One revealing line in her speech on Wednesday seemed to say it all: “In all likelihood”, Donald Trump will be the nominee of the Republican Party, Ms Haley told reporters and allies in her remarks.

That’s a highly atypical thing for someone like Ms Haley, who was Mr Trump’s last challenger for the nomination, to say. Declining to throw her support behind her party’s nominee would be extraordinary enough in any other year, though in this case could possibly be explained away by Ms Haley’s (stated) concerns about Mr Trump’s criminal charges including his actions on January 6. But in this statement, Ms Haley seems to be leaving open the possibility that Mr Trump will still not become the Republican nominee, even given the now-reality that the former president is running unopposed in the GOP primary.

The sentiment which Ms Haley appeared to suggest in her remarks could be dismissed as a simple episode of misspeaking — something Ms Haley rarely does, compared to Mr Trump or Joe Biden — were it not for an equally suggestive comment from one of her few allies on Capitol Hill, Senator Lisa Murkowski. The Alaska senator was one of a handful of Republican senators who voted to convict Mr Trump during his second impeachment trial, and offered a frank comment to The Independent on Wednesday when asked about Ms Haley exiting the race.

“I wish she hadn’t,” Ms Murkowski said.

An equally puzzling comment, given that Ms Haley is expected to trail her opponent by hundreds of delegates after the dust settles from Super Tuesday. The only explanation for it is that (apparently) like the former governor, the senator from Alaska believes that there is still a possibility that Mr Trump’s campaign is on its last legs, or soon will be — and in that case, Ms Murkowski wants Ms Haley to be the alternative.

It may seem like pie-in-the-sky thinking, and maybe it is. But Donald Trump continues to press on towards the general election beset by unprecedented challenges in the form of his four ongoing criminal prosecutions, one of which is set to go to trial later this month. And his legal fees continue to mount, while his fundraising apparatus appears to be struggling — at least in comparison to Mr Biden’s. The assessment of Mr Trump’s political future would certainly be in line with her other comments about the race, particularly concerning the incumbent president: Ms Haley told reporters in Michigan late last month that she “fully believe[s]” the Democrats “are going to have a younger candidate going into the general election”.

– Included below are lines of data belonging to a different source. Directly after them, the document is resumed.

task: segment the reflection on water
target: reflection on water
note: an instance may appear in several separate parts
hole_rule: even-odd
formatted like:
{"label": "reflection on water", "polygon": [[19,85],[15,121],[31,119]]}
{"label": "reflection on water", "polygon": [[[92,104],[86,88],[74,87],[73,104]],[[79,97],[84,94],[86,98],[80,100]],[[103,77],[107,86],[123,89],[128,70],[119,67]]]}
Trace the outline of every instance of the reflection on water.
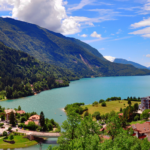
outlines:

The GOP convention is still several months away. It remains to be seen if the predictions of Mr Trump’s detractors within his own party will come to pass, but it appears increasingly unlikely after Tuesday that the GOP would accept Ms Haley as that alternative if they do. One thing is clear after Tuesday: the GOP electorate is going all in on Donald Trump this year. Whether Ms Haley has a place in a post-Trump GOP isn’t certain, but it appears there’s little room for her — or anyone else — while the Donald is still in the room.